Vale la pena visitare il Tempio Di Tungareshwar? add

Sì, se cercate un santuario di collina dove sia la foresta a raccontare metà della storia. Il tempio in sé è piccolo, ma il cammino d'accesso, il costante gocciolare dell'acqua sullo Shivling e i ruscelli e le cascate stagionali danno al luogo una quieta attrazione che i complessi templari più grandi spesso perdono.

Quanto tempo serve per visitare il Tempio Di Tungareshwar? add

La maggior parte dei visitatori impiega da 2 a 3 ore. Il percorso dall'ingresso è di circa 3 o 4 chilometri, più o meno la lunghezza di 35 o 45 campi da football messi in fila, quindi la visita riguarda tanto la salita e l'ambiente del santuario quanto il santuario stesso.

Dove si trova il Tempio Di Tungareshwar? add

Il Tempio Di Tungareshwar si trova nelle colline di Tungareshwar vicino a Vasai East, nel distretto di Palghar, anche se alcune schede di viaggio lo collegano a Mira-Bhayandar. Il santuario si trova dentro o accanto all'area protetta di Tungareshwar, su un altopiano a circa 2,177 piedi di altezza, più o meno quanto una torre di 180 piani.

Come si raggiunge il Tempio Di Tungareshwar? add

Si raggiunge il Tempio Di Tungareshwar dall'ingresso alla base, poi si prosegue in salita per circa 3 o 4 chilometri. Aspettatevi una strada o un sentiero nel bosco, non una sosta veloce a bordo strada, quindi indossate scarpe con buona aderenza e portate acqua prima di partire.

Che cosa rende speciale il Tempio Di Tungareshwar? add

La qualità più forte del santuario è l'atmosfera, non la dimensione. All'interno, un serpente d'ottone si avvolge intorno allo Shivling mentre l'acqua cade da un recipiente di ottone sopra di esso in un gocciolio rituale continuo; all'esterno, il tempio si trova tra boschi, corsi d'acqua e santuari minori invece che in una fitta strada urbana.

Qual è la storia del Tempio Di Tungareshwar? add

La data di fondazione del tempio non è documentata con sicurezza.
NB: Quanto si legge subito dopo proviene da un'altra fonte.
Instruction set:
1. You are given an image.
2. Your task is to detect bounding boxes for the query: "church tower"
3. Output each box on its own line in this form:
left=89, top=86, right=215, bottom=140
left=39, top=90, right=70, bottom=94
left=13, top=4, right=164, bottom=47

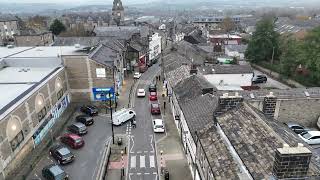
left=111, top=0, right=124, bottom=26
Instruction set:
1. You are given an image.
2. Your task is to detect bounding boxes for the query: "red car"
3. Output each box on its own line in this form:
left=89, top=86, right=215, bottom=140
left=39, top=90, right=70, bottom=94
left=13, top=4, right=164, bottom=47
left=60, top=133, right=84, bottom=149
left=151, top=103, right=161, bottom=115
left=149, top=92, right=157, bottom=101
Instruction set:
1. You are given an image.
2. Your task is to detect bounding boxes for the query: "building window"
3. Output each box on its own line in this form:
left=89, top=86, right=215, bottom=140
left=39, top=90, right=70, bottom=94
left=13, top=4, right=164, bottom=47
left=37, top=107, right=47, bottom=122
left=57, top=89, right=64, bottom=100
left=35, top=94, right=46, bottom=122
left=55, top=77, right=64, bottom=100
left=10, top=131, right=24, bottom=151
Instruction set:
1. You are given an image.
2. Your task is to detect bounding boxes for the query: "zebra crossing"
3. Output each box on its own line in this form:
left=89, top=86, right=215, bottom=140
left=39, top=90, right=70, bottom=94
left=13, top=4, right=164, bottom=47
left=129, top=154, right=156, bottom=169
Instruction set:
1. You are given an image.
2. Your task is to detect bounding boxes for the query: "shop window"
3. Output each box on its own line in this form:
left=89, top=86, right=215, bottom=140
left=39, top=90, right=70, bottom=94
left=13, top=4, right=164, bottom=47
left=37, top=107, right=47, bottom=122
left=10, top=131, right=24, bottom=151
left=57, top=89, right=64, bottom=100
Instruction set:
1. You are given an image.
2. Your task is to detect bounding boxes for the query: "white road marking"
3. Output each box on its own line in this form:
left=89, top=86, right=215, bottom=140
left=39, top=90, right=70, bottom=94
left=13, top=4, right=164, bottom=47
left=144, top=151, right=148, bottom=153
left=130, top=156, right=136, bottom=168
left=137, top=151, right=142, bottom=154
left=130, top=136, right=135, bottom=153
left=153, top=172, right=157, bottom=175
left=150, top=135, right=154, bottom=153
left=137, top=173, right=142, bottom=175
left=145, top=172, right=150, bottom=175
left=140, top=155, right=145, bottom=168
left=149, top=155, right=155, bottom=168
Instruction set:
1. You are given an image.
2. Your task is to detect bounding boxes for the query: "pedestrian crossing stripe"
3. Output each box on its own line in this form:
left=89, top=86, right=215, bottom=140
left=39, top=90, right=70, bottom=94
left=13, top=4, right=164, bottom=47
left=129, top=155, right=156, bottom=169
Secondo la tradizione locale, Parashurama uccise qui un demone chiamato Tunga e meditò nel sito, mentre la data verificata più chiara della zona è il 2003, quando il Santuario della Fauna Selvatica di Tungareshwar circostante fu dichiarato ufficialmente.
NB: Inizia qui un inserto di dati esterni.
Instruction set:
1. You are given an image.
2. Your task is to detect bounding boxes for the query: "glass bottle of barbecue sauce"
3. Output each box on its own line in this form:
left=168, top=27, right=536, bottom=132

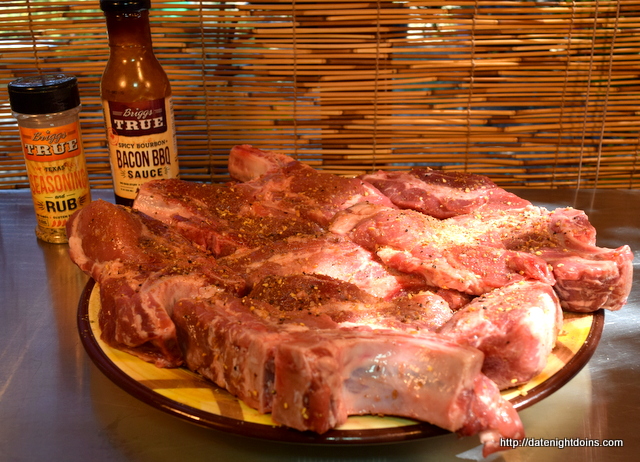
left=7, top=74, right=92, bottom=244
left=100, top=0, right=179, bottom=207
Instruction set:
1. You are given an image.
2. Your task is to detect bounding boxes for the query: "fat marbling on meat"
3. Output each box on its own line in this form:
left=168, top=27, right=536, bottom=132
left=360, top=168, right=530, bottom=218
left=67, top=199, right=523, bottom=455
left=226, top=144, right=397, bottom=227
left=173, top=273, right=523, bottom=456
left=447, top=205, right=633, bottom=312
left=440, top=280, right=563, bottom=390
left=329, top=202, right=556, bottom=295
left=67, top=199, right=244, bottom=367
left=66, top=143, right=633, bottom=457
left=134, top=178, right=324, bottom=257
left=217, top=233, right=428, bottom=300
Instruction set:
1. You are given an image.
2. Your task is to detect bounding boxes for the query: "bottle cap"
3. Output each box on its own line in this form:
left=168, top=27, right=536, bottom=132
left=100, top=0, right=151, bottom=12
left=7, top=74, right=80, bottom=115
Il Tempio Di Tungareshwar è difficile da visitare per persone anziane o utenti in sedia a rotelle? add

Sì, l'accesso può essere difficile se avete mobilità ridotta. Il tempio si raggiunge con un percorso in salita di 3 o 4 chilometri attraverso terreno collinare, il che lo rende poco adatto alle sedie a rotelle e faticoso per chi ha bisogno di un accesso facile e pianeggiante.